SMA is a severe illness with a poor prognosis, however, through rehabilitative, supportive and palliative care; there is the increased probability of increasing the functionality as well as the quality of life. Patients with the condition presents with muscle weakness, impaired nutrition and respiration. The management of the condition requires the collaborative and multidisciplinary action. Counseling and educating the family members is paramount in the management of children with SMA. Health care among the children aims at addressing the issues of nutrition, respiratory and musculoskeletal challenges. During the discharge of these patients, they are educated on the aforementioned areas for the purpose of preventing complications as well achievement of the best possible outcomes.

References

Bodensteiner, J. B. (2014). Congenital myopathies. In Neuromuscular Disorders in Clinical Practice (pp. 1295-1310).

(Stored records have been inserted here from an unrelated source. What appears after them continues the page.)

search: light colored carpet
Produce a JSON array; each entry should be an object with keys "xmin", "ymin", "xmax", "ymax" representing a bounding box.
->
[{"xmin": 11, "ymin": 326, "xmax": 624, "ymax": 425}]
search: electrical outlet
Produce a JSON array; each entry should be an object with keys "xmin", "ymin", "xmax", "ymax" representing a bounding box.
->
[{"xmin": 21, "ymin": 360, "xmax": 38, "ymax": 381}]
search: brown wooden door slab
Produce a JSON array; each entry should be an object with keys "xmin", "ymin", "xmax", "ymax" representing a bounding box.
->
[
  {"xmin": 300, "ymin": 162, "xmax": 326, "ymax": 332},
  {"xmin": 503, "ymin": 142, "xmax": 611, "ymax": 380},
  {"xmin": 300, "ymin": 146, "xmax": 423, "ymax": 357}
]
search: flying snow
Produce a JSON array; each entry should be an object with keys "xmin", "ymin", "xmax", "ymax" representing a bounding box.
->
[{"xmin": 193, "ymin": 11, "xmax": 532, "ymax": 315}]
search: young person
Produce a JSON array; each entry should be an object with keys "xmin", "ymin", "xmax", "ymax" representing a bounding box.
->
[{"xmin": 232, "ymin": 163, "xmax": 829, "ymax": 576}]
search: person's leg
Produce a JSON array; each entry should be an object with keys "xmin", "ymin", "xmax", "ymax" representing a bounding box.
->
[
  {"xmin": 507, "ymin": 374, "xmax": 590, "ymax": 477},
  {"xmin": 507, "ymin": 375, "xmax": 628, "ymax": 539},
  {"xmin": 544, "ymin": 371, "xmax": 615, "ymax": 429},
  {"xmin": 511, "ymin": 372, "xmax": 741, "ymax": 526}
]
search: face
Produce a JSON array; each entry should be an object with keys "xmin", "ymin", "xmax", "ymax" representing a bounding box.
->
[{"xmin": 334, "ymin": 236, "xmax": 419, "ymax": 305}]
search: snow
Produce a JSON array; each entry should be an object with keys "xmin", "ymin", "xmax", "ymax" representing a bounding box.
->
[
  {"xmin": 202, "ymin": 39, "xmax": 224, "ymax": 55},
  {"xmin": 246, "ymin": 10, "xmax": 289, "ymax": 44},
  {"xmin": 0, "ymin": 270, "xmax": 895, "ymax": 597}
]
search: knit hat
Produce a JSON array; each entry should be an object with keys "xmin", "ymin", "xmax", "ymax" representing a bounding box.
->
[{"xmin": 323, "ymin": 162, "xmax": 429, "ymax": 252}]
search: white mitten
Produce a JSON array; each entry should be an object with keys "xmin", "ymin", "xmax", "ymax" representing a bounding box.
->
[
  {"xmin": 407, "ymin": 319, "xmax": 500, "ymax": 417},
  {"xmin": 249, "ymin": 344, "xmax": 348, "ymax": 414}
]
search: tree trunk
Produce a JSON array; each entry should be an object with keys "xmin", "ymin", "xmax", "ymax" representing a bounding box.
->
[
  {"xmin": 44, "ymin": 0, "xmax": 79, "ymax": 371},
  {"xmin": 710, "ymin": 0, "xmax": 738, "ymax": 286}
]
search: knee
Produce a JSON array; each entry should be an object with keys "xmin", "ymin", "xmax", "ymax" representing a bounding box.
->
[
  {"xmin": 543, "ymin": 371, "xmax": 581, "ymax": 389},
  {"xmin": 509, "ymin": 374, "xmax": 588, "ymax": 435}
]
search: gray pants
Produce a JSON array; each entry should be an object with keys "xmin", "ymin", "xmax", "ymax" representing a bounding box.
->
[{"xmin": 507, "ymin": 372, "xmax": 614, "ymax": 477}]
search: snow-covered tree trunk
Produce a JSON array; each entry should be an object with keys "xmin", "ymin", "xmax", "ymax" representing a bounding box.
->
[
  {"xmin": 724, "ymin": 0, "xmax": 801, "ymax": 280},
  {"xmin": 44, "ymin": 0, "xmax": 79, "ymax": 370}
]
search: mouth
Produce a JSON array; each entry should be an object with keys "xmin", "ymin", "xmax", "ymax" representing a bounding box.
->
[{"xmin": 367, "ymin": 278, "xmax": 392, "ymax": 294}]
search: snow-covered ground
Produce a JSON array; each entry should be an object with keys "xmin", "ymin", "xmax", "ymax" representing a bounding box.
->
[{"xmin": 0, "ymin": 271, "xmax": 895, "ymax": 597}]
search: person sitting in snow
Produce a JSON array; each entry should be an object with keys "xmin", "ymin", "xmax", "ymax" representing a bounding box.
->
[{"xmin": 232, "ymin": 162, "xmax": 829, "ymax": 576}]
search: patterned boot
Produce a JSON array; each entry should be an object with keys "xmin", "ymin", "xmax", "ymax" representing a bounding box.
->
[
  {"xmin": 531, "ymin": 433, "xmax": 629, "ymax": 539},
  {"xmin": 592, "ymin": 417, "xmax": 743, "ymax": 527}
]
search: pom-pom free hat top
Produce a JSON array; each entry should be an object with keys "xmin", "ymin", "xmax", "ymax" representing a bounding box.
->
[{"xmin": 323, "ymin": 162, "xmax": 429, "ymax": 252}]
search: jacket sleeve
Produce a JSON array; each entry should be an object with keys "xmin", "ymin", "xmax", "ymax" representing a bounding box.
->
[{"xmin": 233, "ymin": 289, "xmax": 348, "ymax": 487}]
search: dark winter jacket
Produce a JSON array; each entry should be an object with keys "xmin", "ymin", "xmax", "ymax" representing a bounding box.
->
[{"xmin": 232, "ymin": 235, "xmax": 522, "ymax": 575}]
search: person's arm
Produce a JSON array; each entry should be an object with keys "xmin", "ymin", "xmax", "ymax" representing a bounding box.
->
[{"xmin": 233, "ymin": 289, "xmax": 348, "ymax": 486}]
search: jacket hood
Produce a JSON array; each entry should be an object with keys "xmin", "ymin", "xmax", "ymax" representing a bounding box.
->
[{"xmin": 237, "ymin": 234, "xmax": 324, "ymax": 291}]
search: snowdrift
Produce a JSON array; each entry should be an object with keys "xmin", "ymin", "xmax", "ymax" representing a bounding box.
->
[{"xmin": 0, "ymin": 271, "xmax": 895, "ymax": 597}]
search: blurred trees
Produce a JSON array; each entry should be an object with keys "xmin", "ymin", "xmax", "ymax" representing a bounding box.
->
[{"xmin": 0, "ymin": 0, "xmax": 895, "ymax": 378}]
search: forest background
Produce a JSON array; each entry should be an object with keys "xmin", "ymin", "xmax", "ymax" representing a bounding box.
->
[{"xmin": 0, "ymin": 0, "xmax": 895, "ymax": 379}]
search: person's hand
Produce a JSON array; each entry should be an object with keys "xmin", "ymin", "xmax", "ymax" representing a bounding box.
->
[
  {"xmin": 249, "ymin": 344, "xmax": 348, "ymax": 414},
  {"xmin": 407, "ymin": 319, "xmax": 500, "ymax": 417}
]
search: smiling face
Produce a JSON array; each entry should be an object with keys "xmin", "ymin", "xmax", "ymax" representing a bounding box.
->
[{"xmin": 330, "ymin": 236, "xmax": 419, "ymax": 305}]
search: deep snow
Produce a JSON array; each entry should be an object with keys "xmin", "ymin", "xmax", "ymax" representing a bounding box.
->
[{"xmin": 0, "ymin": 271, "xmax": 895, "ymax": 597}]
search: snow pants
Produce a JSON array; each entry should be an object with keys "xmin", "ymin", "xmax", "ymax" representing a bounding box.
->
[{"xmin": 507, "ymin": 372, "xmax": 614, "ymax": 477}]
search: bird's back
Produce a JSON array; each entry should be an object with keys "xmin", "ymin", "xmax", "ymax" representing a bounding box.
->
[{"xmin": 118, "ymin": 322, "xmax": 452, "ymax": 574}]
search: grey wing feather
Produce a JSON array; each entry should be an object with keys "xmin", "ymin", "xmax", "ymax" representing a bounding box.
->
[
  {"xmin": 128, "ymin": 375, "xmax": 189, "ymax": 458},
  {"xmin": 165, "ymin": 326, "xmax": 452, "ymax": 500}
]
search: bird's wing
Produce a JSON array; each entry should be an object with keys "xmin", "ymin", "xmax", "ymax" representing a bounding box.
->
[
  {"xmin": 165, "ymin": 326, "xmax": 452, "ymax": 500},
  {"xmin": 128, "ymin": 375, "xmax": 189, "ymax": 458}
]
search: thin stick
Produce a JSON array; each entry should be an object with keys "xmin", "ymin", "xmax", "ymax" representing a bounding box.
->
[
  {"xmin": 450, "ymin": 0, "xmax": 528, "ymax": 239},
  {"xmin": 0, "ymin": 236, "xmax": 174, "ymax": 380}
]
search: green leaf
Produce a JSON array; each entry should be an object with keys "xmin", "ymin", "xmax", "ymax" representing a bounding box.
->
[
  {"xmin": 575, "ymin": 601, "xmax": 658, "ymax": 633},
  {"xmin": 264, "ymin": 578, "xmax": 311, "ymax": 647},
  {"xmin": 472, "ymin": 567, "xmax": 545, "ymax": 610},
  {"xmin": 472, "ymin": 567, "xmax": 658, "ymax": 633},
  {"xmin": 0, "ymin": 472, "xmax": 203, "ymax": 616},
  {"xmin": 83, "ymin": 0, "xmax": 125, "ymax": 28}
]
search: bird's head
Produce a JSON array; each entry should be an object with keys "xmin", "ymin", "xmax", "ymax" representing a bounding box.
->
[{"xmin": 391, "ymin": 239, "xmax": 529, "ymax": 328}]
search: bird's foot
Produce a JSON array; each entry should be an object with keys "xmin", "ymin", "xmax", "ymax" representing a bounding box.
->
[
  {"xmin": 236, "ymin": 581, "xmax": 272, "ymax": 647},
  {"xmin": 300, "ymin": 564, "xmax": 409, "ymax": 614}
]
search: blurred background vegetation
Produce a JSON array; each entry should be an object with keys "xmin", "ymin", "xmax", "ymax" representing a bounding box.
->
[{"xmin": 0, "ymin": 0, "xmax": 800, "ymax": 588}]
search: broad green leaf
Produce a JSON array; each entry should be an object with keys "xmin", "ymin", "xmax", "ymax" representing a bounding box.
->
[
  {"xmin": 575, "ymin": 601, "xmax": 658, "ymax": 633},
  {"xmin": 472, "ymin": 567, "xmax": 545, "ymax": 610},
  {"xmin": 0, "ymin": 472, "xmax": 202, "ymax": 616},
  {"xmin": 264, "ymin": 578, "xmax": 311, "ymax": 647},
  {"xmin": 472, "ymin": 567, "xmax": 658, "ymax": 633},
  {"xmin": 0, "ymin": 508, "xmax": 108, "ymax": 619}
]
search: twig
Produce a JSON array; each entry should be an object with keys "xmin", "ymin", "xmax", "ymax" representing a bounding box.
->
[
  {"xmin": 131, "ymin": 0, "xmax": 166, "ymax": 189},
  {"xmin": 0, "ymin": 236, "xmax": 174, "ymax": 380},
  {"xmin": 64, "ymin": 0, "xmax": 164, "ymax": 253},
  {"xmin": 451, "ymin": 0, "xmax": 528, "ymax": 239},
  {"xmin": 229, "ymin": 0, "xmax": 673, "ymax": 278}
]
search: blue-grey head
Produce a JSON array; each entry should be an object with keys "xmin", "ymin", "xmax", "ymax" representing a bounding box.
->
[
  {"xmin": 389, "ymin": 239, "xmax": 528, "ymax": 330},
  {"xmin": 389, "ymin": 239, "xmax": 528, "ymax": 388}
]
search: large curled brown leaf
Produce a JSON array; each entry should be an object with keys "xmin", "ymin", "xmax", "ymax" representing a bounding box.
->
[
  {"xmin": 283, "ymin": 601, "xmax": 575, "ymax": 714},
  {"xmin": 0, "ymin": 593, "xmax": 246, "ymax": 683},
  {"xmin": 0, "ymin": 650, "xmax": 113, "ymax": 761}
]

Springer New York.

Menezes, M. P., & North, K. N. (2014). Inherited neuromuscular disorders: pathway to diagnosis. Journal of paediatrics and child health, 48(6), 458-465.

Sparks, S. E. (2015). Neonatal hypotonia. Clinics in perinatology, 42(2), 363-371.

Strubhar, A. J., Meranda, K., & Morgan, A. (2014). Outcomes of infants with idiopathic hypotonia. Pediatric Physical Therapy, 19(3), 227-235.

Toussaint, M., Chatwin, M., Gonzalez, J., Berlowitz, D. J., & ENMC Respiratory Therapy Consortium. (2017). 228Th ENMC international workshop: airway clearance techniques in neuromuscular disorders 3-5 march, 2017, naarden, the netherlands. Neuromuscular Disorders.